А Марине, напротив, стало как-то всё равно. Даже наоборот, она подумала: хорошо, если бы кто-нибудь из них пришёл проведать ребёнка. Ей не хотелось создавать неприятности Лидии Васильевне, но безопасность Дианы волновала Марину сильнее.
– Я же могу выйти через другую спальню? – на всякий случай уточнила она.
– Да, да, к Роману Евгеньевичу они вряд ли пойдут, – кажется, даже побледнела домработница, но явно обрадовалась её предложению.
– Хорошо, я тогда дождусь, когда никого не будет в коридоре и выйду через его спальню, – медлила в дверях ванной Марина. – А вы, пожалуйста, скажите Елизавете Марковне про руку.
– Да мне бы только до утра продержаться, а там уже приедет новая няня.
– Ещё весь вечер впереди, и вся ночь, – настаивала Марина. – Не хотите сами, давайте, я скажу Роману Евгеньевичу. Нет ничего страшного в том, что вы переоценили свои силы. Думали, небольшое растяжение, старая травма, а с рукой стало совсем плохо. Нет ничего криминального и в том, что я вам помогла.
– Хорошо, скажите. Только, если можно, наедине, – нервно пригладила она волосы. – Чтобы Любовь Николаевна не слышала.
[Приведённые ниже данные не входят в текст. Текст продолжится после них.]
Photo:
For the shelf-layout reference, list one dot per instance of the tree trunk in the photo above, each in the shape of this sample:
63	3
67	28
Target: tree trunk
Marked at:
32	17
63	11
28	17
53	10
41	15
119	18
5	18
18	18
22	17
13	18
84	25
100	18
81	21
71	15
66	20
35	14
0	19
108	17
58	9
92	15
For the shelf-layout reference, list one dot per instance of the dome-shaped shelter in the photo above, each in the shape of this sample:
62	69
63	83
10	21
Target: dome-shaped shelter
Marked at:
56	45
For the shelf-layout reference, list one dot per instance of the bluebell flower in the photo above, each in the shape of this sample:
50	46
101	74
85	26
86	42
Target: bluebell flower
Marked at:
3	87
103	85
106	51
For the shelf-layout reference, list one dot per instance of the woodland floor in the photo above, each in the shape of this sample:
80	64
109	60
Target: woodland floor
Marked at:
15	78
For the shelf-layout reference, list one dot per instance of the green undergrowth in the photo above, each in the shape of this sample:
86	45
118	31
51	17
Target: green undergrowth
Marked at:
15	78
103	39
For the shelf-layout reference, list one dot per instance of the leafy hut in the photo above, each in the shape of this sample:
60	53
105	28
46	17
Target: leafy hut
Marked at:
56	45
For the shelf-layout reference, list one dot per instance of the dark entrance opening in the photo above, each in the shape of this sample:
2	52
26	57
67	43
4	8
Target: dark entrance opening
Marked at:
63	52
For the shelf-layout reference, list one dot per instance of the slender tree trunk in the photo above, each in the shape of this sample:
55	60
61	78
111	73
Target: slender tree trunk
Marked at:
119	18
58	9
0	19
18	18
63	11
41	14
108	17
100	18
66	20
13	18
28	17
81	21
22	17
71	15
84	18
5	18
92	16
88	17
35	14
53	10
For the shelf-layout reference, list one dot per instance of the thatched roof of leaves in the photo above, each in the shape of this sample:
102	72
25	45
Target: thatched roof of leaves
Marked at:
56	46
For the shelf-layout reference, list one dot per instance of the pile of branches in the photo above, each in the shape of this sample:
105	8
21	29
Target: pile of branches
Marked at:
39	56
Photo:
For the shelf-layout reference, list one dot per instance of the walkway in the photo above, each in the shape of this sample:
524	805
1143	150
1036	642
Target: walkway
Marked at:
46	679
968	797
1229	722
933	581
«Внучка, сын, – усмехнулась про себя Марина. – А своё место всё равно дороже. Каждый заботится лишь о себе».
– Вы её просто не знаете, – оправдываясь, заламывала руки женщина, не чая уже как избавиться от Марины.
«И знать не хочу, – пока та не хлопнулась в обморок со страху как согрешившая монахиня, закрыла за собой дверь Марина. – Ещё меня он поучал, кого я должна уволить, а у самого такая прислуга, что ребёнка хоть бери и уноси, никто и не заметит, – открывала и закрывала она двери, пока не оказалась в спальне Гомельского.
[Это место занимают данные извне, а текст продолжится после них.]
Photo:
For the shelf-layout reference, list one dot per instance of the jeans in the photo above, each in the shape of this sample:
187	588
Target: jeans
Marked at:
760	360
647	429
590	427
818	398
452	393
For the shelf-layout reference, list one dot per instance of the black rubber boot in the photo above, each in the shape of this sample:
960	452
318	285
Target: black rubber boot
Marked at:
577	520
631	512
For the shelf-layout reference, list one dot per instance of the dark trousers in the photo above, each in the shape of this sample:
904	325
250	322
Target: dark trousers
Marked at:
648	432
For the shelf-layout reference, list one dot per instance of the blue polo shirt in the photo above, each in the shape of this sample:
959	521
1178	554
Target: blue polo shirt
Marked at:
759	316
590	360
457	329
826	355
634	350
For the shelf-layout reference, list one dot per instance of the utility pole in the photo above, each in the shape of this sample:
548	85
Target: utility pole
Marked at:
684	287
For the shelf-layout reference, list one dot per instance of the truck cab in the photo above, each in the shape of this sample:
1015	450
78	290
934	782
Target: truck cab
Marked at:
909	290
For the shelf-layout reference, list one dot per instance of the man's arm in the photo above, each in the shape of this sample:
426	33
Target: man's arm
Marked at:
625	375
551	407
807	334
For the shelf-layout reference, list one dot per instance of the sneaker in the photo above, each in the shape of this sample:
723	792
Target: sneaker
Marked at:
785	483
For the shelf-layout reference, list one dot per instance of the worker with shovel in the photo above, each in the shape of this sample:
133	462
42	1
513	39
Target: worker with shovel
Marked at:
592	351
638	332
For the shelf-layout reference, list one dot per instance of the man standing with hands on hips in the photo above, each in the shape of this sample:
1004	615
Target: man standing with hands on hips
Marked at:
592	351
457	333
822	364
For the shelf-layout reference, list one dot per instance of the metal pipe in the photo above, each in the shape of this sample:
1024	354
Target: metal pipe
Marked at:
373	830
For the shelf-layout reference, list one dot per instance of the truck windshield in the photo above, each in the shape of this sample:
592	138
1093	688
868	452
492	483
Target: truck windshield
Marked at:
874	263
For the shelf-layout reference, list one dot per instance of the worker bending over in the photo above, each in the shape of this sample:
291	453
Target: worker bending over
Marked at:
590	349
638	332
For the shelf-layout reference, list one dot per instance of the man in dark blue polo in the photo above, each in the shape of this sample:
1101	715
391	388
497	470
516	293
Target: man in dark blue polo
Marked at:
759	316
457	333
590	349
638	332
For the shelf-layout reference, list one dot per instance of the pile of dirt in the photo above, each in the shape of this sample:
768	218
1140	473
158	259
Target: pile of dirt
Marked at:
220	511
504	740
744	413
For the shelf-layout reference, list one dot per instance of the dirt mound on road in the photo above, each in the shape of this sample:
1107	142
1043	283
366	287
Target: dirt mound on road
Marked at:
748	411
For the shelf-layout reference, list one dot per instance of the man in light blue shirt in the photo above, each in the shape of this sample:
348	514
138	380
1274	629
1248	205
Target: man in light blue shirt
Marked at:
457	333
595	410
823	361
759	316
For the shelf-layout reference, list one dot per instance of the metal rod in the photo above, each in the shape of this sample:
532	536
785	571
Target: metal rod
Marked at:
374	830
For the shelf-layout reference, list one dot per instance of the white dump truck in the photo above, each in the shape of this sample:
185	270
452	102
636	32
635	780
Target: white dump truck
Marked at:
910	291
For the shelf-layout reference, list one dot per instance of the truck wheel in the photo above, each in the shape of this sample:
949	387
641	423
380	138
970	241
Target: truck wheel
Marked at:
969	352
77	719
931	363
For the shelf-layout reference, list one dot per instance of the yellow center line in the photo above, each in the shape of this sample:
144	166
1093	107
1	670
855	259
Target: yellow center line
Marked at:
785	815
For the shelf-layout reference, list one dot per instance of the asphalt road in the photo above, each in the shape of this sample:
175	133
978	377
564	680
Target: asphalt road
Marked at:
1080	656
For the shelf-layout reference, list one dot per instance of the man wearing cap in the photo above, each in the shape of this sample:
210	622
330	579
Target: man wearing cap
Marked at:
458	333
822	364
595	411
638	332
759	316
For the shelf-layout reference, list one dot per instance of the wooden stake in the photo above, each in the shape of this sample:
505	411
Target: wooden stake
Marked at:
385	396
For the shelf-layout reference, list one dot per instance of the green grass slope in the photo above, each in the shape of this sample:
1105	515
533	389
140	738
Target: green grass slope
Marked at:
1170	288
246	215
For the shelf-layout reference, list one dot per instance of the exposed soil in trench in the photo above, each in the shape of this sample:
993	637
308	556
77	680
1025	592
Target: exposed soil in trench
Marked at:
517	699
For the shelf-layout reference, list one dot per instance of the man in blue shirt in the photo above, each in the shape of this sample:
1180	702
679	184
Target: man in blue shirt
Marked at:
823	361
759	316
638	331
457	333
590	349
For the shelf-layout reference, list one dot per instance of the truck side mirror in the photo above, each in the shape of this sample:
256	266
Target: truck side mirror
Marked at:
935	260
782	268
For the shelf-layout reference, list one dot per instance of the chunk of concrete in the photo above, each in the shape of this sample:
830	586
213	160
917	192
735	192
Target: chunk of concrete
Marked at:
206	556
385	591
И знать не хотела, как он живёт, скользнув мимо его не заправленной кровати.
Но едва взялась за ручку двери, как сердце ушло в пятки. Потому что ручка опустилась вниз сама, дверь бесшумно отворилась, заставив Марину попятиться, и впустила в комнату Романа Гомельского собственной персоной.
Глава 22. Марина
Марина невольно ахнула от испуга. И непроизвольно отступила назад, прежде чем увидела, что у него завязаны глаза. В какие бы игры они не играли: жмурки, салки, догонялки, их дело – для Марины это был шанс проскользнуть незаметно в открытую дверь до того, как она захлопнется.
Сердце предательски билось где-то в горле, мешая дышать. Но ноги слушались. В отличие от дурацких инстинктов. Это же благодаря им, первое, что захотелось сделать в такой нелепой ситуации – сбежать. И зря.
Ведь ровно в тот момент, когда Марина метнулась к стене, Гомельский преградил ей путь и ногой закрыл дверь.
Он ориентировался так, словно от рождения был слепым. Словно, как опытный хищник на охоте, слышал биение её сердца. Возможно, не первый раз играл в эту игру. В конце концов, это была его спальня. И он точно знал, что их разделяет всего один шаг.
И он его сделал. Этот шаг.
Лопатки впечатались в стену, когда его руки убедительно обхватили её за шею.
И Марина не успела ни дёрнуться, ни вскрикнуть, ни возразить, когда её рот запечатали поцелуем.
Оставалась только глупо замычать. Но почему-то не хотелось. Хотелось ответить его горячим губам, а не снять сильные руки, держащие в изломе шею.
И приподняться на цыпочки, подаваясь к нему, когда её затылок упёрся в стену.
А ещё прижаться со всей силы к этой вздымающейся от дыхания мужской груди.
Вот так нечаянно неосторожно ненароком урвать кусочек чужого счастья.
Вот только слишком много вокруг было чужого: чужой муж, чужой ребёнок, чужой, предназначенный вовсе не ей, поцелуй. И Марина не ответила.
Улыбнулась стиснутыми, так и не сдавшимися под его натиском губами.
Гомельский замер, почуяв неладное. И решительно стянул повязку.
Но почему-то не отпустил, даже когда узнал. Молча, напряжённо всматривался в темноте в её лицо.
– Я, наверно, оказалась не в то время не в том месте, – насколько смогла, вжалась Марина в стену, чтобы отодвинуться от него.